Philip favored the quartermaster with a half-hearted shrug. He supposed he had not expected much gratitude. She was still a captive, and a wild thing who might not even speak a word of English for all he knew.

"You'll be standing on the mast all the way back to London for that," the quartermaster reminded him.

"Standing or swinging?" Philip asked, not really caring if he got an answer. He glanced over his shoulder at the mergirl again, but she was not looking at him. She had closed her eyes, savoring the fragrance of the same jungle air he had found repellent. An almost childlike smile had blossomed on her sea-kissed mouth. In that moment of unvarnished delight, he knew that neither he nor Blackbeard nor any of the other men existed in her world. Do all girls look that intoxicating when they smile? Moving closer to the front, he tried to dismiss the thought before it could carry him away any further.

The sound of shattering glass smashed the silence, and the mergirl spilled out of her cage in a rush of water and crystal shards. He did not see who or what had caused the cage to break. One of the bearers swore, and then all four dropped their now useless burden on the ground, sending another shower of broken glass onto her unprotected back.

Gracelessly, she pulled herself into a sitting position.
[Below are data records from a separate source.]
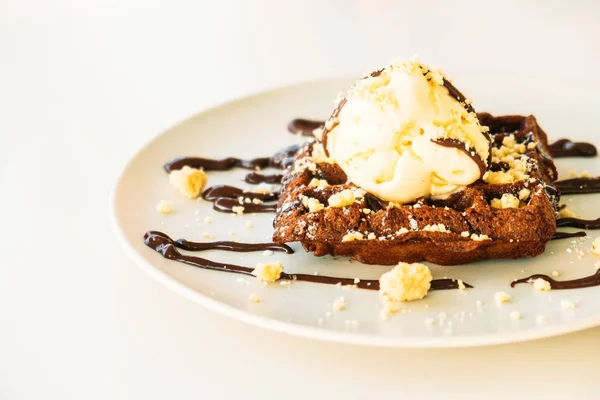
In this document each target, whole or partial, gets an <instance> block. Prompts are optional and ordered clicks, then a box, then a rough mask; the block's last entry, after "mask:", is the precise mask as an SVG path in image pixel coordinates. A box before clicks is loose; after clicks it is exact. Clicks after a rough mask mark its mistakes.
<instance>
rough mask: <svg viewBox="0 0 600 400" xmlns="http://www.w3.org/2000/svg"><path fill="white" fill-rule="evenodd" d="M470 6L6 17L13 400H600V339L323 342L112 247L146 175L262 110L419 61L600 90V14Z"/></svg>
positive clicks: (2, 4) (582, 333) (581, 333)
mask: <svg viewBox="0 0 600 400" xmlns="http://www.w3.org/2000/svg"><path fill="white" fill-rule="evenodd" d="M450 3H451V2H442V1H439V2H438V1H429V2H418V1H416V0H415V1H411V2H409V1H406V2H398V1H396V2H394V1H366V0H364V1H341V0H340V1H304V2H300V1H294V2H284V1H279V2H277V1H275V0H273V1H261V2H259V1H257V2H251V1H242V0H239V1H207V2H201V1H196V2H189V4H184V3H183V2H176V1H171V2H167V1H164V2H162V3H161V2H159V1H154V0H146V1H142V0H138V1H116V0H105V1H97V2H94V1H79V2H77V1H74V0H73V1H68V0H54V1H43V0H37V1H34V0H29V1H19V0H12V1H11V0H0V135H1V139H2V140H1V141H0V191H1V192H0V193H1V195H0V210H1V215H0V239H1V241H2V256H1V258H0V399H11V400H12V399H144V400H151V399H167V398H168V399H171V398H172V399H213V398H215V399H216V398H244V399H254V398H257V399H271V398H277V399H280V398H286V399H288V398H289V399H292V398H307V397H311V398H328V399H334V398H347V399H359V398H360V399H364V398H374V397H375V395H380V394H381V395H387V396H388V397H389V398H392V397H391V396H394V397H398V398H400V397H405V396H411V395H412V396H413V397H412V398H422V397H424V396H425V395H429V396H431V397H432V398H441V397H442V396H445V397H450V398H454V397H457V398H458V397H459V396H460V398H486V399H487V398H509V397H510V398H537V397H538V396H542V395H543V397H544V398H548V399H550V398H563V397H565V396H570V397H571V398H577V399H584V398H590V399H592V398H598V392H597V389H599V388H600V345H598V342H599V339H600V329H599V328H596V329H590V330H587V331H584V332H579V333H575V334H570V335H566V336H562V337H557V338H552V339H547V340H541V341H536V342H531V343H524V344H514V345H504V346H497V347H488V348H473V349H465V350H402V349H392V350H389V349H371V348H365V347H354V346H349V345H338V344H331V343H323V342H316V341H309V340H306V339H301V338H296V337H290V336H286V335H283V334H278V333H273V332H269V331H266V330H263V329H259V328H255V327H252V326H248V325H245V324H243V323H240V322H237V321H233V320H229V319H227V318H225V317H221V316H219V315H216V314H214V313H212V312H210V311H208V310H205V309H203V308H202V307H201V306H199V305H197V304H193V303H191V302H189V301H187V300H185V299H183V298H181V297H179V296H178V295H176V294H174V293H172V292H170V291H169V290H168V289H166V288H164V287H162V286H161V285H160V284H159V283H157V282H155V281H154V280H152V278H150V277H149V276H147V275H145V274H144V273H143V272H142V271H141V270H140V269H138V268H137V267H136V266H135V265H134V264H133V262H132V261H130V260H129V258H128V257H127V256H126V255H125V254H124V252H123V251H122V250H121V249H120V247H119V245H118V243H117V242H116V240H115V239H114V238H113V236H112V234H111V231H110V228H109V221H108V197H109V192H110V189H111V186H112V185H113V183H114V182H115V179H116V177H117V176H118V174H119V172H120V170H121V168H122V167H123V165H124V163H125V162H126V161H127V160H128V158H129V157H130V156H132V155H133V154H134V153H135V152H136V150H137V149H138V148H139V147H140V146H141V145H142V144H143V143H145V142H146V141H147V140H148V139H150V138H151V137H153V136H154V135H156V134H158V133H159V132H160V131H161V130H163V129H165V128H167V127H169V126H170V125H172V124H174V123H176V122H177V121H179V120H181V119H183V118H185V117H187V116H189V115H192V114H194V113H196V112H198V111H200V110H201V109H203V108H206V107H209V106H211V105H213V104H216V103H219V102H223V101H226V100H229V99H233V98H235V97H237V96H240V95H243V94H247V93H251V92H254V91H258V90H262V89H265V88H269V87H275V86H280V85H283V84H286V83H292V82H296V81H300V80H309V79H315V78H319V77H325V76H332V75H337V74H348V73H354V74H357V73H360V72H362V71H364V70H366V69H368V68H369V67H372V66H377V65H379V64H381V63H382V62H385V61H387V60H388V59H390V58H393V57H395V56H405V57H406V56H410V55H412V54H414V53H417V54H419V55H420V57H421V59H423V60H425V61H428V62H431V63H434V64H437V65H440V66H443V67H445V69H446V70H447V72H448V74H449V75H450V76H451V75H452V71H453V70H459V69H462V70H469V71H470V70H472V71H479V70H484V71H493V72H497V73H503V74H504V73H513V74H517V75H519V76H531V75H537V76H542V77H548V79H549V84H550V80H551V79H561V80H567V81H573V82H576V83H578V84H586V85H593V86H595V87H598V88H600V77H599V75H598V72H597V71H598V70H600V69H599V67H600V55H599V54H600V53H599V52H598V49H599V48H600V47H599V44H600V43H599V42H600V28H598V22H597V21H598V18H599V17H600V7H599V3H598V2H593V1H591V0H590V1H579V2H577V1H570V2H565V1H554V2H541V1H540V2H534V1H527V2H516V1H515V2H513V1H504V2H494V3H501V4H502V6H501V7H499V8H495V9H493V8H491V7H486V6H485V5H483V4H482V3H483V2H472V3H469V4H463V6H461V7H458V6H453V7H450V6H449V5H447V4H450ZM524 112H526V110H524ZM206 134H211V133H206ZM594 389H596V390H594ZM417 396H418V397H417ZM532 396H533V397H532ZM405 398H406V397H405ZM409 398H410V397H409Z"/></svg>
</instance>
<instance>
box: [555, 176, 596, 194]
mask: <svg viewBox="0 0 600 400" xmlns="http://www.w3.org/2000/svg"><path fill="white" fill-rule="evenodd" d="M554 186H555V187H556V188H557V189H558V190H560V193H561V194H590V193H600V177H596V178H573V179H564V180H562V181H558V182H554Z"/></svg>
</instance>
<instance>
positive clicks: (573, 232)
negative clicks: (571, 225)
mask: <svg viewBox="0 0 600 400" xmlns="http://www.w3.org/2000/svg"><path fill="white" fill-rule="evenodd" d="M585 236H587V234H586V233H585V232H583V231H579V232H572V233H571V232H555V233H554V235H552V237H551V238H550V240H560V239H571V238H575V237H585Z"/></svg>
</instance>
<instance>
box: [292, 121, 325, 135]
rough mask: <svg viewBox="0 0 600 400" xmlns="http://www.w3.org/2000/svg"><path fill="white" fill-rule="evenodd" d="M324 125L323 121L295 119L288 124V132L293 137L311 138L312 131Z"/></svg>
mask: <svg viewBox="0 0 600 400" xmlns="http://www.w3.org/2000/svg"><path fill="white" fill-rule="evenodd" d="M323 125H325V121H317V120H312V119H304V118H296V119H293V120H291V121H290V122H289V124H288V131H289V132H290V133H293V134H294V135H301V136H309V137H312V136H313V131H314V130H315V129H317V128H321V127H322V126H323Z"/></svg>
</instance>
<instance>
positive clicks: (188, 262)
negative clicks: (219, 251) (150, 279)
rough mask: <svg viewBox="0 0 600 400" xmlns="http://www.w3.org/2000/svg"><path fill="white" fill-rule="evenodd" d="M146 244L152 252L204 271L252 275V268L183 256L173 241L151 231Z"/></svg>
mask: <svg viewBox="0 0 600 400" xmlns="http://www.w3.org/2000/svg"><path fill="white" fill-rule="evenodd" d="M144 244H145V245H146V246H148V247H150V248H151V249H152V250H154V251H156V252H158V253H160V254H161V255H162V256H163V257H164V258H167V259H169V260H175V261H179V262H182V263H185V264H189V265H193V266H194V267H199V268H203V269H211V270H214V271H225V272H235V273H238V274H244V275H252V268H248V267H242V266H240V265H235V264H227V263H217V262H214V261H211V260H207V259H206V258H200V257H195V256H186V255H184V254H181V253H180V252H179V250H177V248H176V247H175V242H174V241H173V239H171V238H170V237H168V236H167V235H165V234H164V233H161V232H156V231H149V232H146V234H145V235H144Z"/></svg>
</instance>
No one bothered to explain how she had suddenly sprouted legs. While he knew staring at them made him just as crude as the other sailors, it was equally hard not to stare at them. Her fingers grasped at the soil. Her drenched brown hair hung conveniently over her breasts, but she made no further effort to cover herself. It occurred to Philip that she had no idea she was supposed to care that she was completely naked.
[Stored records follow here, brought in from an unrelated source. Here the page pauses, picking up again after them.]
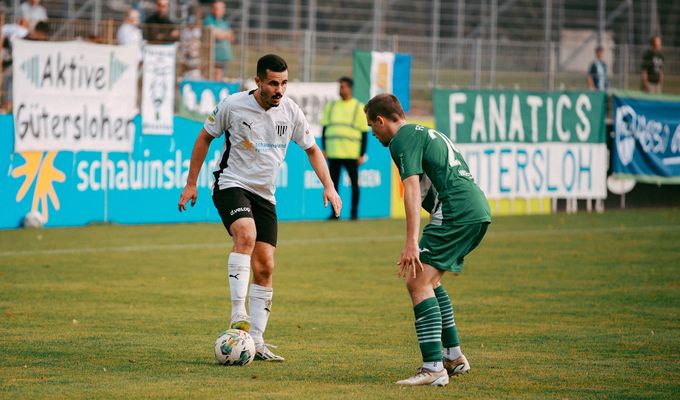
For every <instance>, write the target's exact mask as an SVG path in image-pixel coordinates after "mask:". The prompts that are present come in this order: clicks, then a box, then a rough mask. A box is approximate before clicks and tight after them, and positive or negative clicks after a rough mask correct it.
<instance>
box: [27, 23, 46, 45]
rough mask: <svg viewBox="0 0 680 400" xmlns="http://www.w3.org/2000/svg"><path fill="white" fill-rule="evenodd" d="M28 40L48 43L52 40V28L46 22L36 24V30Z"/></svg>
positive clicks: (31, 32)
mask: <svg viewBox="0 0 680 400" xmlns="http://www.w3.org/2000/svg"><path fill="white" fill-rule="evenodd" d="M26 40H37V41H48V40H50V26H49V25H48V24H47V22H45V21H40V22H38V23H37V24H35V28H34V29H33V30H32V31H31V32H30V33H29V34H28V36H26Z"/></svg>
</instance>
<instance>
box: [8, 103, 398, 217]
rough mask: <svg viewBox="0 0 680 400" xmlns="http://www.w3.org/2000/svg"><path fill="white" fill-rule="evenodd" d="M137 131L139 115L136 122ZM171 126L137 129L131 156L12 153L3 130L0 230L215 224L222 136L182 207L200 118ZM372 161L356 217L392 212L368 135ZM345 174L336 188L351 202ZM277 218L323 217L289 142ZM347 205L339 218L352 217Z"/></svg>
mask: <svg viewBox="0 0 680 400" xmlns="http://www.w3.org/2000/svg"><path fill="white" fill-rule="evenodd" d="M134 123H135V124H136V125H137V129H139V128H140V125H141V118H139V117H137V118H135V120H134ZM173 125H174V129H175V130H174V132H173V135H171V136H165V135H137V137H135V143H134V151H133V152H132V153H129V154H124V153H106V152H89V151H82V152H76V153H74V152H70V151H45V152H42V151H29V152H21V153H16V154H13V153H12V146H13V137H12V136H11V135H3V136H0V171H5V172H4V173H3V174H0V199H2V201H3V204H5V205H6V207H5V211H4V212H2V213H0V228H15V227H17V226H19V224H20V222H21V219H22V218H23V216H24V215H26V214H27V213H28V212H31V211H33V212H37V213H39V214H41V215H42V218H43V221H44V222H45V223H46V225H47V226H79V225H85V224H88V223H93V222H110V223H118V224H144V223H178V222H204V221H211V222H219V221H220V218H219V215H218V214H217V211H216V210H215V207H214V206H213V202H212V198H211V195H212V184H213V179H214V178H213V174H212V171H213V170H215V169H216V165H218V164H219V161H220V156H221V148H222V145H223V144H224V142H223V140H224V139H216V140H214V141H213V142H212V144H211V146H210V149H209V150H208V154H207V157H206V161H205V163H204V165H203V168H202V169H201V171H200V174H199V178H198V182H197V187H198V202H197V203H196V206H195V207H193V208H192V207H189V210H188V212H186V213H184V212H183V213H181V214H180V213H179V212H178V211H177V202H178V200H179V195H180V193H181V191H182V189H183V187H184V184H185V182H186V179H187V174H188V172H189V162H190V158H191V151H192V149H193V145H194V141H195V140H196V135H197V134H198V132H199V131H200V129H201V128H202V126H203V124H202V123H199V122H195V121H191V120H189V119H186V118H182V117H175V119H174V124H173ZM12 128H13V121H12V117H11V116H10V115H0V131H2V132H6V131H9V129H12ZM367 154H368V156H369V160H368V161H367V162H366V163H365V164H364V165H362V166H361V168H360V178H359V181H360V185H361V190H362V192H361V202H360V204H359V216H360V217H361V218H380V217H387V216H389V204H390V189H389V188H390V176H389V173H390V171H389V168H390V161H389V154H388V152H387V151H385V149H384V148H382V146H380V145H379V144H378V143H377V141H375V139H373V138H371V139H370V140H369V145H368V150H367ZM347 181H348V179H347V177H346V175H345V176H344V178H343V183H342V185H341V187H340V189H339V191H340V195H341V197H342V200H343V203H344V204H346V205H349V204H350V198H351V196H350V194H351V193H350V192H351V190H350V186H349V183H348V182H347ZM276 186H277V189H276V198H277V213H278V216H279V219H280V220H312V219H317V220H320V219H325V218H327V217H328V215H330V210H329V209H324V207H323V201H322V193H323V189H322V186H321V183H320V182H319V181H318V179H317V178H316V175H315V174H314V171H313V169H312V167H311V165H310V164H309V161H308V159H307V156H306V154H305V153H304V151H302V150H301V149H300V148H299V147H298V146H297V145H295V144H294V143H291V145H290V146H289V148H288V153H287V155H286V158H285V160H284V162H283V163H282V164H281V167H280V168H279V171H278V172H277V177H276ZM349 212H350V210H349V206H347V207H345V209H344V210H343V213H342V215H343V217H349Z"/></svg>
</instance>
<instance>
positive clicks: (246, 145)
mask: <svg viewBox="0 0 680 400" xmlns="http://www.w3.org/2000/svg"><path fill="white" fill-rule="evenodd" d="M241 146H243V148H244V149H246V150H250V151H253V150H254V149H255V145H254V144H253V142H251V141H250V140H248V139H243V140H242V141H241Z"/></svg>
Acting on instinct – he was not sure whether it was one of honor or jealousy – he peeled off his shirt.

"Here, you look…" He trailed off awkwardly as he draped it over her shoulders. "Cold," he finished. She eyed him with bewilderment. The expression unsettled him, her dark crinkled eyebrows, the half-smile threatening her lips, and the confused light in her golden-green eyes. Either she has no idea what I said, or she knows exactly what I said and exactly how ridiculous it sounded.

Blackbeard strode over from the front. He cast a wintery gaze on the cage-bearers, but decided to direct his wrath instead at the mergirl and, by association, him.
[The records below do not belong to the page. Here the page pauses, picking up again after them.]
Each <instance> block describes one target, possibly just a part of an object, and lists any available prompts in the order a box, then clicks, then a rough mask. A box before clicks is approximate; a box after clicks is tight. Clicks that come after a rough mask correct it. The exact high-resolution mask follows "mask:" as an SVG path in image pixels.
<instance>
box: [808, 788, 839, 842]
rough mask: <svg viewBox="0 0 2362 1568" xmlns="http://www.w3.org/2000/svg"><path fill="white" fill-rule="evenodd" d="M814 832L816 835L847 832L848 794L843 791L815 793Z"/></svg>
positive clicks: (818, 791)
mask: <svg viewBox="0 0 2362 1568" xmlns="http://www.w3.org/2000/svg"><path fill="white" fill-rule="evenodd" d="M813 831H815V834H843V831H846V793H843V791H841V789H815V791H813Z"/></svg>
"Walk," he said tersely. She tried. Grasping his shoulder with a painfully tight grip, she pulled herself to her feet. One of the crewmen nearby offered her an extra hand, which she momentarily accepted. But while her legs had all the muscle of a girl almost-grown, they had all the memory of a newborn colt. Her knees shook and dumped her back on the ground. Blackbeard regarded her coldly. "Walk or die."

"Can you put your arms around my neck?" Philip asked quietly.

She glared at him across her dirt-stained nose, her eyes now full of pain and wounded pride. "I do not ask for help," she said coldly.

"I know," he conceded. "But you need it."

She looked at the ground. Pressing her lips together, she complied. This left Philip with another dilemma. While she knew where to put her hands, he did not know where to put his. He had never carried a girl before, but somehow he had always imagined them being fully clothed. Awkwardly, he slid his right arm under her knees, then realized this would leave her hanging in a very uncomfortable and compromising position. He shifted his arm closer to her hips, until it was a little more than halfway up her thighs. Her skin felt cool and clammy. Carrying her was an unexpected relief from the suffocating heat. Accidentally, his fingers brushed against something rough. A strip of remnant scales peeled off her skin, and he felt her body stiffen in his arms.

"Sorry," he said quickly. "I didn't mean to hurt you." She did not reply, but rested her head against his neck. Her hair smelled of salt tinged with seagrapes, and it filled him with an odd sense of loss, like a man drifting on open waves far away from home.